Quickly I moved away from the window and glanced up at the clock. Sure enough it was half past five. I heard the crunch of tyres as Henry’s van manoeuvred its way through the fresh snow, the van door slamming and then the clunk of the key turning in the lock of the front door, the thud of Henry’s rucksack as it was tossed onto the wooden floor.
I turned around and looked at my reflection in the mirror that hung on the wall in the kitchen. Right on cue, as it was every day, I mouthed Henry’s first words to me: ‘Is tea ready yet?’ I sighed again. I could bet my life he would immediately slump down in his battered armchair, and the TV would be switched on to his favourite programme – darts. I tutted and shook my head as the commentary from the telly rung out: ‘One hundred and eighty.’

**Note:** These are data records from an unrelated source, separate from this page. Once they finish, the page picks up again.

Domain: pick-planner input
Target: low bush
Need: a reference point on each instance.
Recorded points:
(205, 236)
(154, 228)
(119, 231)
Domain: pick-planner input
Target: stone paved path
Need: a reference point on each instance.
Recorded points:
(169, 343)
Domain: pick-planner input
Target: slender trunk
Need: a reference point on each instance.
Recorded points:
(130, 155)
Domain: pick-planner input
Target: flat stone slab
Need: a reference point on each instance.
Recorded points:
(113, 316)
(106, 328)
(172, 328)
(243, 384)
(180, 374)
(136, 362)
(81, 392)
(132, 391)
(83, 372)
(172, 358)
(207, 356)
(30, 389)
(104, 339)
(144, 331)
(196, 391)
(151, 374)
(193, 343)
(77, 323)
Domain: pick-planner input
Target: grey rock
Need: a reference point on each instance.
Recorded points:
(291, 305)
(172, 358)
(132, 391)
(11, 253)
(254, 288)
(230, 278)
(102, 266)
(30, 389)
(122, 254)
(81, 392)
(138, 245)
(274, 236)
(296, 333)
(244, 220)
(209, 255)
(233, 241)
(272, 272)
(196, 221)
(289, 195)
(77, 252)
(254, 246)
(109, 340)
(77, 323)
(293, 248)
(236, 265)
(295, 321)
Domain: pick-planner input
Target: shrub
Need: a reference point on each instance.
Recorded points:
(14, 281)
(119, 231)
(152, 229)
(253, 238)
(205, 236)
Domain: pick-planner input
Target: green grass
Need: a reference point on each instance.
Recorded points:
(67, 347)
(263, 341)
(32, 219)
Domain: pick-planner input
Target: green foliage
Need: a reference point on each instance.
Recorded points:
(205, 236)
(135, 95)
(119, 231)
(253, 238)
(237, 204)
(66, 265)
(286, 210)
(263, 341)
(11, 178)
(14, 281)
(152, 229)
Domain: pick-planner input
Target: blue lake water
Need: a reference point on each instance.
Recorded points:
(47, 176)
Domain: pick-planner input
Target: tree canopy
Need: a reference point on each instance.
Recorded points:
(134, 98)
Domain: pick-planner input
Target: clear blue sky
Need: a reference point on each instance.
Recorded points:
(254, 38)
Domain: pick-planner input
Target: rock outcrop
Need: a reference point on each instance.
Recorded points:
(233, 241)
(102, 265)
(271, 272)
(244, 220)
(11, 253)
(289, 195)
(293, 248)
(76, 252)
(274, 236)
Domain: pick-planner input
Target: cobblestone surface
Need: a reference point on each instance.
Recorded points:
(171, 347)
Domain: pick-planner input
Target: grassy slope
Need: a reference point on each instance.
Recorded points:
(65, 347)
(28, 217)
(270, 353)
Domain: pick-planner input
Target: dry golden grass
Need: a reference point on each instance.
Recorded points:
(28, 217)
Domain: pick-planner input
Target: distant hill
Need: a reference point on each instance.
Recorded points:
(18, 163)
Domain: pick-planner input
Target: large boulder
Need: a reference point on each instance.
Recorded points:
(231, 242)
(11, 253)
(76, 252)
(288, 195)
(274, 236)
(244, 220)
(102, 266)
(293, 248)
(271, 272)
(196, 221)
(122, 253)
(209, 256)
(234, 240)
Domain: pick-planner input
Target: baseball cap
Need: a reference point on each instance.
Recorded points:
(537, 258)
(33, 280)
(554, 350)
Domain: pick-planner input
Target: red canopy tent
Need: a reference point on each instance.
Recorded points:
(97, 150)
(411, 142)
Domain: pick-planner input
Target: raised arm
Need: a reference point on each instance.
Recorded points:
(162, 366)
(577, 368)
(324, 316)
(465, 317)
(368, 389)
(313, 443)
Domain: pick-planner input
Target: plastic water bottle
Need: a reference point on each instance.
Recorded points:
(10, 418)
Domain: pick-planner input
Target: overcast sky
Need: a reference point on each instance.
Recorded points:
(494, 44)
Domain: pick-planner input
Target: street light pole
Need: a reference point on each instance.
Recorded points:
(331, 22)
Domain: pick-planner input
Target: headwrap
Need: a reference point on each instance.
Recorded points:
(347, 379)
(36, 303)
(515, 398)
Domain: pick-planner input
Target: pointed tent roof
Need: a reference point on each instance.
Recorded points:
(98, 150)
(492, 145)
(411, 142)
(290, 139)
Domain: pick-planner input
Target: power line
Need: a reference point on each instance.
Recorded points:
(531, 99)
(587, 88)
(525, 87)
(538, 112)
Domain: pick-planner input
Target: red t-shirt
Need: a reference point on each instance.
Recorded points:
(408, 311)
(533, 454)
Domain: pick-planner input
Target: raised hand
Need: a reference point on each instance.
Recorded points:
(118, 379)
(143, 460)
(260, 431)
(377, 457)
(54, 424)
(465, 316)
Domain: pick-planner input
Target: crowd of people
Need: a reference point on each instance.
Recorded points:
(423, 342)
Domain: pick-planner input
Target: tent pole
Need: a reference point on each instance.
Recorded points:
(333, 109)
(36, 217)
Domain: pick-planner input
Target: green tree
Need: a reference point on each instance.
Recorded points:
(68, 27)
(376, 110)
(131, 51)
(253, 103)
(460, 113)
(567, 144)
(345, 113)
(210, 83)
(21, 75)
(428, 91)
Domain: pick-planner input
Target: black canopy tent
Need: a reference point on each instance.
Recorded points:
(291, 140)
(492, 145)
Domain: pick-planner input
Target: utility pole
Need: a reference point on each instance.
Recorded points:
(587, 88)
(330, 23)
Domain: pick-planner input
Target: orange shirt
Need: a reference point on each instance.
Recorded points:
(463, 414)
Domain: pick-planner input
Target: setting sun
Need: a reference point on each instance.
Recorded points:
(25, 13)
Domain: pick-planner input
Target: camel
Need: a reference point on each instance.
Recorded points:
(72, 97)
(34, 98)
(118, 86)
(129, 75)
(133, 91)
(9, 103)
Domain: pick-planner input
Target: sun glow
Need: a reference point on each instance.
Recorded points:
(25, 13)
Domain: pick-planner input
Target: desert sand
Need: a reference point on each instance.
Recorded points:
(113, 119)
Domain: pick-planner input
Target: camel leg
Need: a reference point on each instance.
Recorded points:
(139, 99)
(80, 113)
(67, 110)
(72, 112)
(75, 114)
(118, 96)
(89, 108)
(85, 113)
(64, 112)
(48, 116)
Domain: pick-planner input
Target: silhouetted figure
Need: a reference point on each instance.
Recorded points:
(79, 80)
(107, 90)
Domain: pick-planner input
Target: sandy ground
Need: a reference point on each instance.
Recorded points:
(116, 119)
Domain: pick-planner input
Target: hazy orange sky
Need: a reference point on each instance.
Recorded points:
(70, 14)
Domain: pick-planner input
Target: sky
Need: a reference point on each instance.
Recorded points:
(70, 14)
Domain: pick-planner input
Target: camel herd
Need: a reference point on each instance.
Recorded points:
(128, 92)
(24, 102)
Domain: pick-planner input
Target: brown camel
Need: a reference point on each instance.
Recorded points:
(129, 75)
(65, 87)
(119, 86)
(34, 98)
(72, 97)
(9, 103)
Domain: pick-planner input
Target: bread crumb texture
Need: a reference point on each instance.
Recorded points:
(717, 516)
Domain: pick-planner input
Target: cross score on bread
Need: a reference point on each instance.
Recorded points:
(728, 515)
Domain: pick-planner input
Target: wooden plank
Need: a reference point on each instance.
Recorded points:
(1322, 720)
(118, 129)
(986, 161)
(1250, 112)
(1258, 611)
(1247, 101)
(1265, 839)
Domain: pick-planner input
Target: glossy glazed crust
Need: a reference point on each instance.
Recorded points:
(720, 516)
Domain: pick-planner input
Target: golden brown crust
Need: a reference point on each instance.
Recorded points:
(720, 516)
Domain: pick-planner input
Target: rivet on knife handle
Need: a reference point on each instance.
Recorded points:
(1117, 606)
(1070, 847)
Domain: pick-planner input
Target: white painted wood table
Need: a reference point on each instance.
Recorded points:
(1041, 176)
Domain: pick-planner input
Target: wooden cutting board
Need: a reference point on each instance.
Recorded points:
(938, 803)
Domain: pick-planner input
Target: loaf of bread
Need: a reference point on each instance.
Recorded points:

For the past year, every evening had had more or less the same routine. Last Christmas I had sworn to myself that things would change, and yet here we were again, at the beginning of the festive season, and everything was exactly the same as it had been last year.
I shouted to Henry his tea would be a matter of minutes. There was no response – there never was. Opening the door to the pantry I smiled. There, hidden away amongst the pots and the pans and my secret stash of mince pies, was my ever-faithful Gary Barlow calendar. We had enjoyed numerous chats over the year – granted it was all one-sided, but it was comforting to know what went on in the pantry stayed in the pantry. Quickly I struck off another date from the calendar; it was only another week or so until the girls were home for Christmas.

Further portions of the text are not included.